Although you ask for a mutable type, let me suggest that you use an immutable data structure and that you pass successive versions to your functions as an argument.
Regarding which data structure to use,
There is an implementation of red-black trees at Kent
If you have integer keys, Data.IntMap is extremely efficient.
If you have string keys, the bytestring-trie package from Hackage looks very good.
The problem is that I cannot use (or I don't know how to) use a non-mutable type.
If you're lucky, you can pass your table data structure as an extra parameter to every function that needs it. If, however, your table needs to be widely distributed, you may wish to use a state monad where the state is the contents of your table.
If you are trying to memoize, you can try some of the lazy memoization tricks from Conal Elliott's blog, but as soon as you go beyond integer arguments, lazy memoization becomes very murky—not something I would recommend you try as a beginner. Maybe you can post a question about the broader problem you are trying to solve? Often with Haskell and mutability the issue is how to contain the mutation or updates within some kind of scope.

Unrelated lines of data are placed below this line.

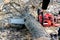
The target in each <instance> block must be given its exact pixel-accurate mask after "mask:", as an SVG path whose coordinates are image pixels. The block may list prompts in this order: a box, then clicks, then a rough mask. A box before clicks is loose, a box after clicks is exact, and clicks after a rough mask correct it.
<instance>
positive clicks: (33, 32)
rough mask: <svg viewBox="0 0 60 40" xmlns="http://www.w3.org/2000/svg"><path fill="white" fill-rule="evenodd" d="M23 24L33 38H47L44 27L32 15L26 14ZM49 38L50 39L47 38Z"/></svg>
mask: <svg viewBox="0 0 60 40" xmlns="http://www.w3.org/2000/svg"><path fill="white" fill-rule="evenodd" d="M25 25H26V27H27V29H28V30H29V31H30V33H31V34H32V36H33V39H39V40H40V39H41V37H42V39H43V38H45V37H46V38H47V39H48V38H49V35H48V34H47V33H46V31H45V29H44V27H43V26H42V25H41V24H40V23H39V22H38V21H36V20H35V19H34V18H33V17H31V16H28V17H26V20H25ZM48 40H50V39H48Z"/></svg>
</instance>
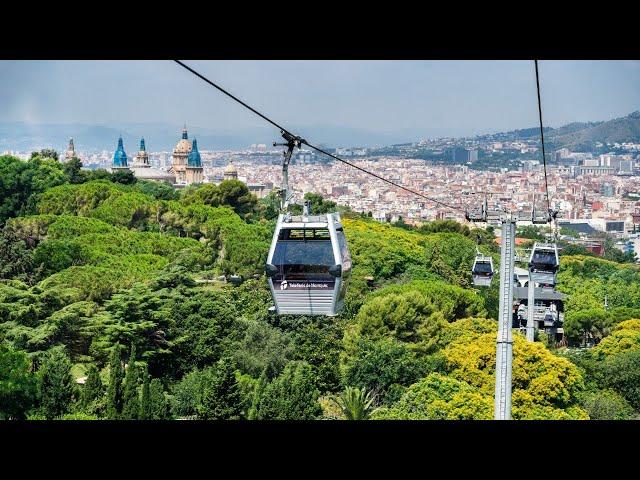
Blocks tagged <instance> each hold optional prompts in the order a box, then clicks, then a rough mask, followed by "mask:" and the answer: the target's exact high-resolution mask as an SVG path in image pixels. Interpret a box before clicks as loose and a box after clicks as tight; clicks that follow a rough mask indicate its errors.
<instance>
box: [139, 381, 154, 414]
mask: <svg viewBox="0 0 640 480" xmlns="http://www.w3.org/2000/svg"><path fill="white" fill-rule="evenodd" d="M152 416H153V413H152V410H151V388H150V376H149V372H144V381H143V383H142V400H141V401H140V420H151V418H152Z"/></svg>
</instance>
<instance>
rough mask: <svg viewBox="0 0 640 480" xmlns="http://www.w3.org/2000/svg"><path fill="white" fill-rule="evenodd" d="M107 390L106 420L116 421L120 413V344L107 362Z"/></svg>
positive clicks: (121, 374) (121, 396)
mask: <svg viewBox="0 0 640 480" xmlns="http://www.w3.org/2000/svg"><path fill="white" fill-rule="evenodd" d="M109 368H110V370H111V372H110V375H109V389H108V390H107V418H109V419H110V420H117V419H118V418H120V413H121V412H122V377H123V373H122V362H121V361H120V344H119V343H116V345H115V346H114V348H113V351H112V352H111V358H110V361H109Z"/></svg>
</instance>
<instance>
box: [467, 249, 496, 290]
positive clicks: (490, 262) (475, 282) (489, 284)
mask: <svg viewBox="0 0 640 480" xmlns="http://www.w3.org/2000/svg"><path fill="white" fill-rule="evenodd" d="M471 276H472V277H473V284H474V285H475V286H477V287H488V286H490V285H491V280H492V279H493V259H492V258H491V257H486V256H484V255H482V254H481V253H478V254H477V255H476V258H475V260H474V261H473V267H472V268H471Z"/></svg>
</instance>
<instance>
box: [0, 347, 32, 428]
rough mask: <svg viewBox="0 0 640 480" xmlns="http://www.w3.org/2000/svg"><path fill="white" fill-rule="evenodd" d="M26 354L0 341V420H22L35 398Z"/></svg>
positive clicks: (29, 365)
mask: <svg viewBox="0 0 640 480" xmlns="http://www.w3.org/2000/svg"><path fill="white" fill-rule="evenodd" d="M30 366H31V365H30V362H29V359H28V358H27V355H26V354H25V353H24V352H22V351H20V350H15V349H13V348H11V347H10V346H8V345H7V344H5V343H4V342H3V343H0V420H24V419H25V418H26V413H27V412H28V411H29V410H30V409H31V407H32V406H33V405H34V403H35V400H36V387H37V384H36V379H35V377H34V376H33V375H32V374H31V373H30V371H29V369H30Z"/></svg>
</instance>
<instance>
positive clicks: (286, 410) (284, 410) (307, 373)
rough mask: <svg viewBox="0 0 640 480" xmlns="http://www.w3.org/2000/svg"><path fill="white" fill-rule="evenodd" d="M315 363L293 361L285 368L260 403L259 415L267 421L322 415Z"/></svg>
mask: <svg viewBox="0 0 640 480" xmlns="http://www.w3.org/2000/svg"><path fill="white" fill-rule="evenodd" d="M319 396H320V392H319V391H318V389H317V388H316V382H315V377H314V375H313V372H312V370H311V366H310V365H309V364H308V363H306V362H301V361H294V362H289V363H288V364H287V366H286V367H285V369H284V371H283V372H282V373H281V374H280V376H278V377H277V378H275V379H274V380H273V381H272V382H271V383H269V384H268V385H267V386H266V387H265V389H264V392H263V394H262V398H261V399H260V403H259V405H258V418H260V419H265V420H315V419H316V418H318V417H319V416H320V415H321V414H322V407H321V406H320V404H319V403H318V397H319Z"/></svg>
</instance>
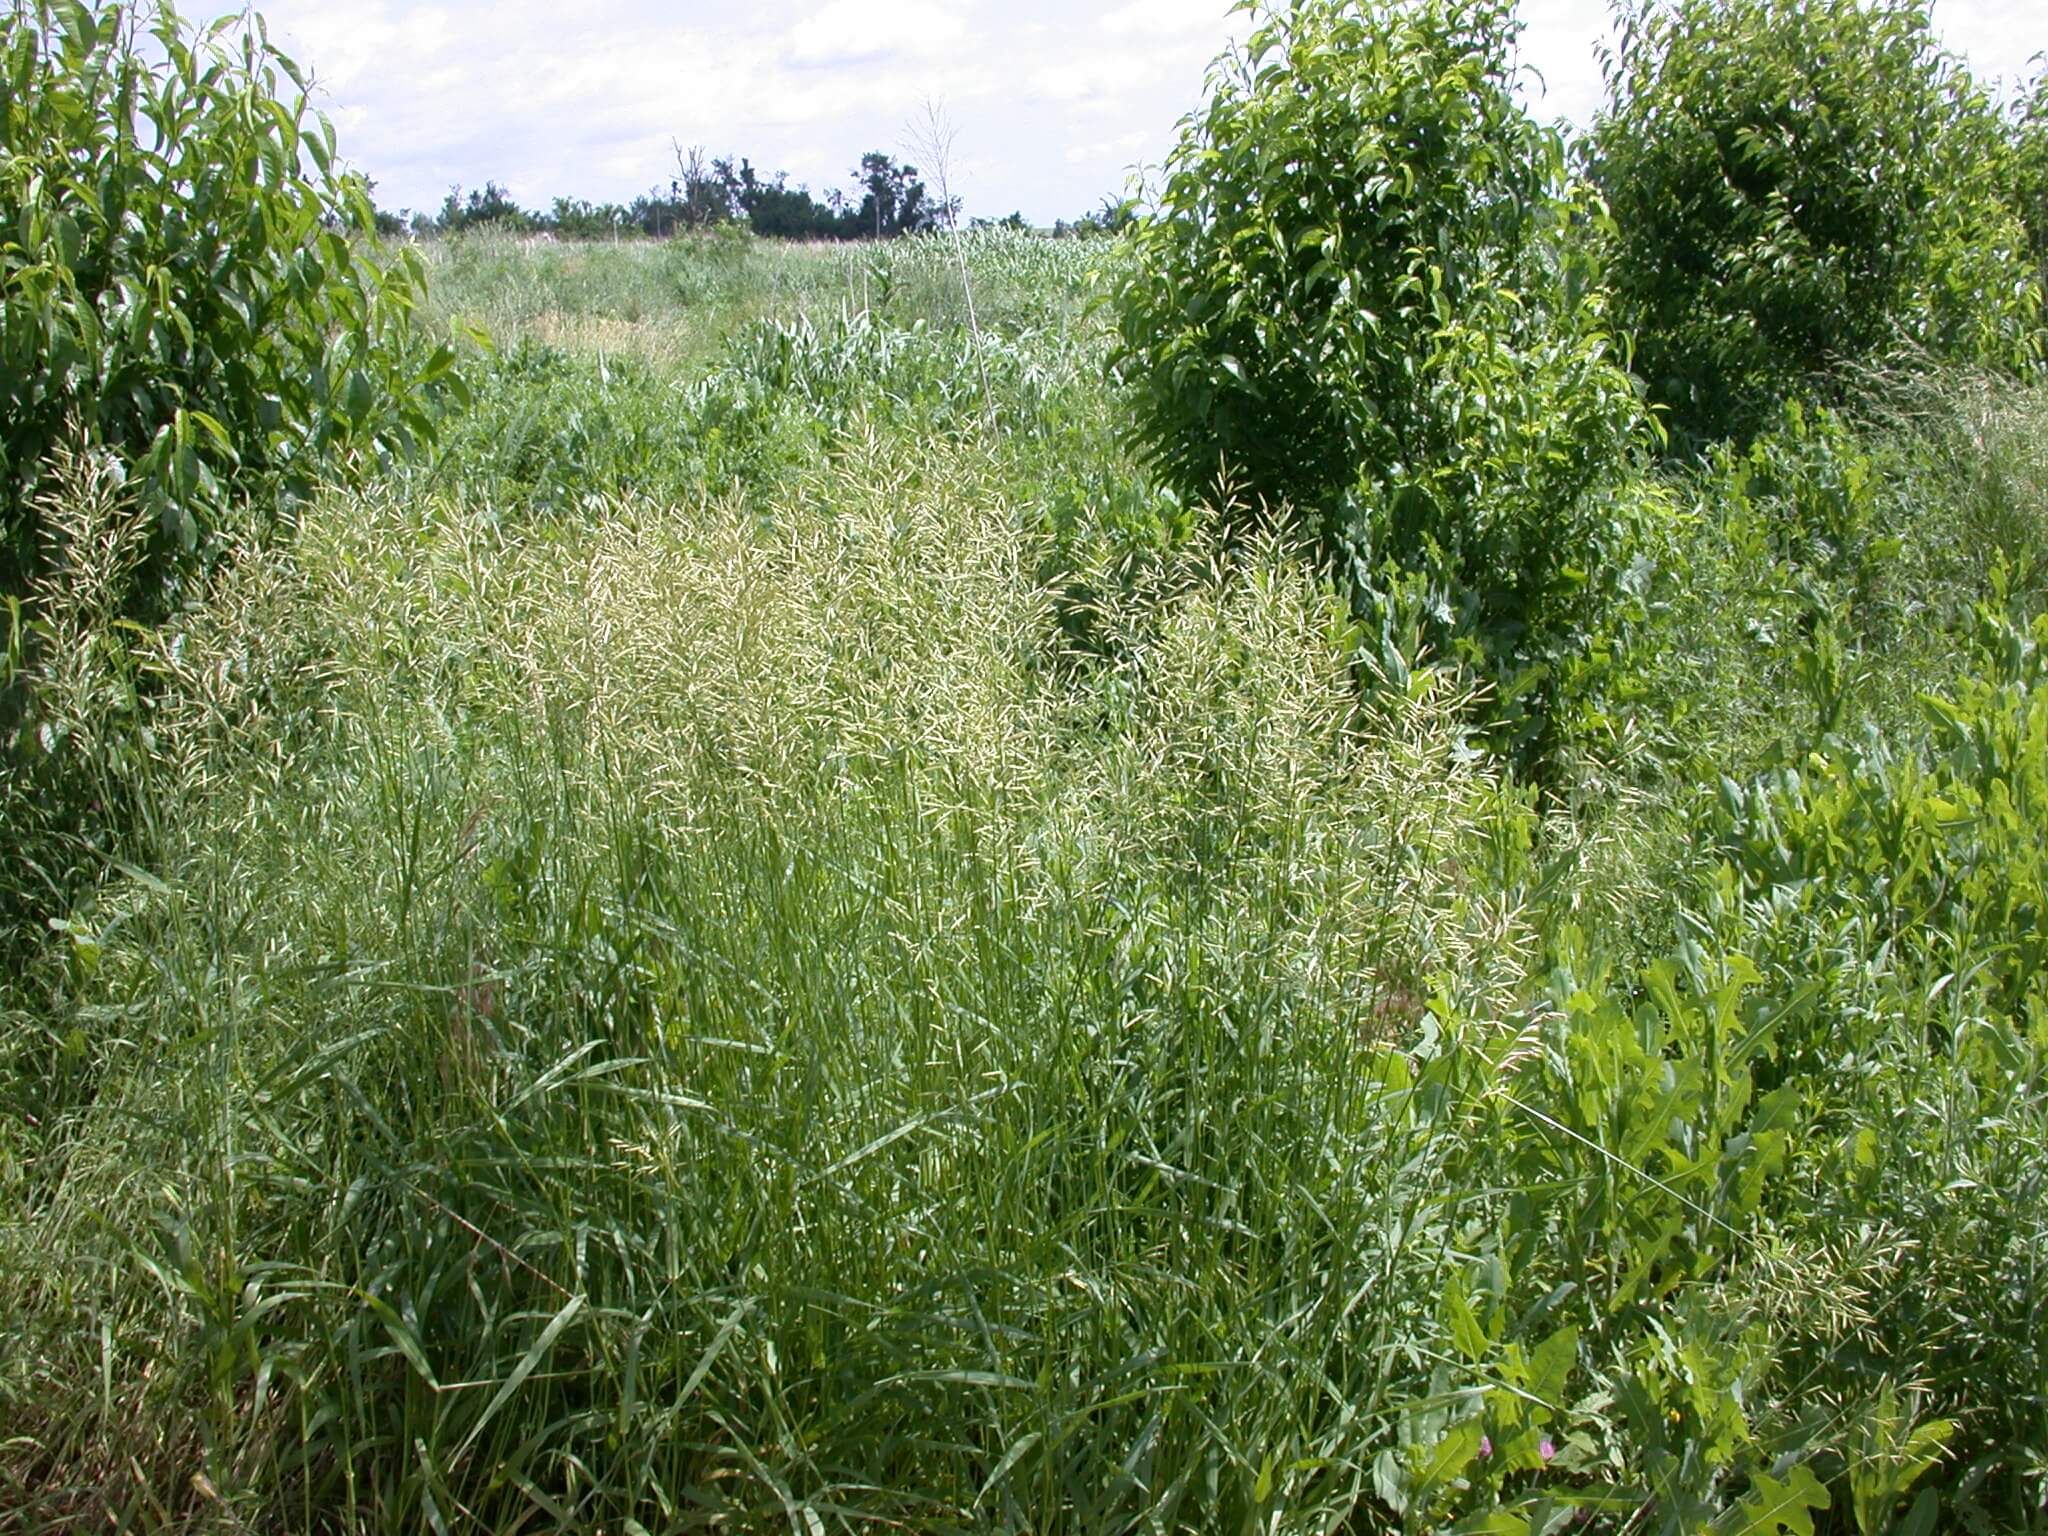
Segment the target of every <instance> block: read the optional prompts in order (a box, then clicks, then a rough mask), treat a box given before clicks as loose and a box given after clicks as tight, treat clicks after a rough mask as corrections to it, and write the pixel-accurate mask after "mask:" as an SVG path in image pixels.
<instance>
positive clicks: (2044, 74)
mask: <svg viewBox="0 0 2048 1536" xmlns="http://www.w3.org/2000/svg"><path fill="white" fill-rule="evenodd" d="M2011 166H2013V172H2011V186H2013V205H2015V207H2017V211H2019V223H2021V225H2023V227H2025V231H2028V250H2030V252H2032V254H2034V270H2036V272H2038V281H2040V285H2042V287H2044V289H2048V70H2042V74H2040V76H2036V80H2034V88H2032V90H2030V92H2028V94H2025V96H2021V98H2019V100H2017V102H2015V104H2013V160H2011Z"/></svg>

It's not so easy learning to program without any global mutable variables.
If I read your comments right, then you have a structure with possibly ~500k total values to compute. The computations are expensive, so you want them done only once, and on subsequent accesses, you just want the value without recomputation.
In this case, use Haskell's laziness to your advantage! ~500k is not so big: Just build a map of all the answers, and then fetch as needed. The first fetch will force computation, subsequent fetches of the same answer will reuse the same result, and if you never fetch a particular computation - it never happens!
You can find a small implementation of this idea using 3D point distances as the computation in the file PointCloud.hs. That file uses Debug.Trace to log when the computation actually gets done:
> ghc --make PointCloud.hs
[1 of 1] Compiling Main ( PointCloud.hs, PointCloud.o )
Linking PointCloud ...
> ./PointCloud
(1,2)
(<calc (1,2)>)
Just 1.0
(1,2)
Just 1.0
(1,5)
(<calc (1,5)>)
Just 1.0
(1,2)
Just 1.0
Are there any other options?
A mutable reference to a purely functional dictionary like Data.Map.